She enrolled in LFI because “English was too easy,” she says. Even at that young age, she craved a challenge. And she’s not alone.
“Students who enrol in French immersion are often more high achieving,” she says. That means they prefer advanced placement courses and often push themselves in other areas like sports, as well. In O’Grady’s one class of 22 LFI students, 10 of them are school sport athletes that will be switching from the Falcons to the Grizzlies — a conundrum unto itself.
On a larger scale, there are about 45 LFI students in her grad year, she estimates, and about 60 in line to graduate with dual Dogwoods in 2019. Sardis is potentially going to lose all of those senior students who may be athletes, she says.

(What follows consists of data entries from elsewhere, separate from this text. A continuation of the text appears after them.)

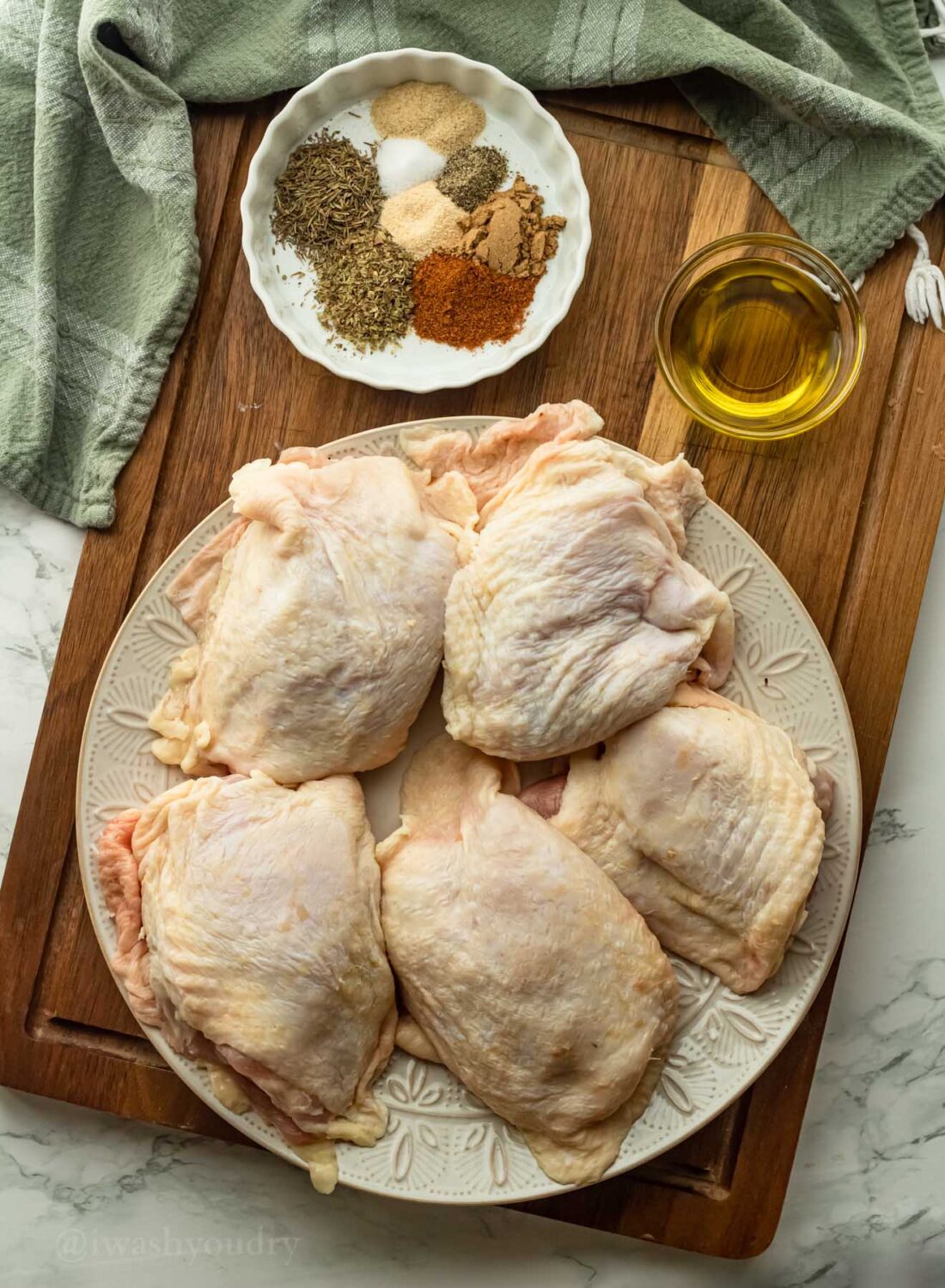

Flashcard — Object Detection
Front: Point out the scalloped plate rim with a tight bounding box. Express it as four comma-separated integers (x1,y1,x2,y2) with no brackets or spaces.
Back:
76,415,863,1207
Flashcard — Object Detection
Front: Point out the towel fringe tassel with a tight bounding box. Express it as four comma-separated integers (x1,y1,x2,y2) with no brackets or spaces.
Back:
905,224,945,331
919,0,945,40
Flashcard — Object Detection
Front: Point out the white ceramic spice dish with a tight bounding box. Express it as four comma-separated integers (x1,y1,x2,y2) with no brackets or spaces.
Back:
240,49,590,393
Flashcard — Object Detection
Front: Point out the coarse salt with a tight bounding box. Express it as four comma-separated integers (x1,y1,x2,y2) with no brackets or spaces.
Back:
374,139,446,197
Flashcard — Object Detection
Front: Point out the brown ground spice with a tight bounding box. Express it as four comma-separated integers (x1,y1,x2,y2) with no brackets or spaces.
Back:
414,252,535,349
459,174,566,277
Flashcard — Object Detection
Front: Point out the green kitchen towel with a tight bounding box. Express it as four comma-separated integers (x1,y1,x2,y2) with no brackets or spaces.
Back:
0,0,945,527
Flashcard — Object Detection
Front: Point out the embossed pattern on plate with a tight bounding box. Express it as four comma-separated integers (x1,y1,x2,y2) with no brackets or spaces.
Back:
76,416,861,1203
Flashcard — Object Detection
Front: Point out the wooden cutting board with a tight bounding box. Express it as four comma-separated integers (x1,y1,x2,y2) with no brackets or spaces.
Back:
0,85,945,1257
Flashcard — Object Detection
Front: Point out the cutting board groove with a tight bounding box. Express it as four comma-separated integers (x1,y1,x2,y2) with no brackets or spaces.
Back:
0,84,945,1257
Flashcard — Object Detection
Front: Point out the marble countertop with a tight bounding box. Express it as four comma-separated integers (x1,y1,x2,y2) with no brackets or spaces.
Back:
0,68,945,1288
0,491,945,1288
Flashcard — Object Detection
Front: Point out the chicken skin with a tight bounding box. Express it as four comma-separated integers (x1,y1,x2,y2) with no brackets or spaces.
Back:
149,448,476,783
378,737,677,1185
404,404,734,762
522,684,832,993
100,775,396,1192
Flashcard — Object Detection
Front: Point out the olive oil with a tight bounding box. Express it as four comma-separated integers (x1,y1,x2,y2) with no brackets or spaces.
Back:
669,258,840,428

There are also issues with trades students whose catchment would be changing from Vedder Middle and Sardis to Graham, she says. Sardis and VMS has a large, built-up trades program, while Graham’s is still growing.
The students have examined the large and small issues of moving LFI from school to school, with the topic taking up much of their classroom time, too. There are logistics to consider like French library materials that have to be moved, students that may have to take the required Français langue première class at Graham half the day and trades or sciences at Sardis for the other half of the day.
As an example of potential issues, she says Graham currently doesn’t provide AP Calculus, a course she needs to get into her planned post-secondary science studies. Some of the students even wonder if the district is trying to phase out French immersion altogether.
“It’s so hard to focus, the teachers are furious, the students are furious, everyone is stressed out,” she says.
O’Grady says the big pushback is from Grade 11 students who had laid plans to take courses and graduate at Sardis.
“From what I understand is they would like the boundary change for them to stop,” she says. “And the boundary change altogether, some of it doesn’t make any sense. A lot of us are very logical people, and we want to know why, if I live five minutes away from Sardis am I’m being thrown into GW?”
Parents have questions for the district, too. Many of them are planning to attend the next school board meeting, on Oct. 17 at 7 p.m. at the School District’s office.
The questions are coming faster than they can be answered, as the district juggles a mountain of changes slated for September 2018. The district needs to tackle constantly increasing enrolment — growing at the rate of adding a small elementary school’s population (about 300) for each of the last few years. They need to reconfigure schools to better deliver the new curriculum rolling out across the province — moving Grade 6 to middle school and Grade 9 to high school. And finally, they are redefining boundaries, in an effort to fit students in the spaces available.
It was bound to put a wrench in many families’ schooling plans.
But by Tuesday evening, at another reconfiguration sub-committee meeting, parents were told that there is still time to decide between three different proposed plans. Several parents who have emailed the district have included this newspaper in their correspondence. Parents of younger students have concerns regarding transportation and safety. Many of the proposed boundaries create longer walks with more crossings at dangerous intersections — an issue that already has many parents at Evans, Promontory and Vedder elementaries parents on edge.
Decisions will have to be made by November, so that the schools can start building and finalizing their courses for next year.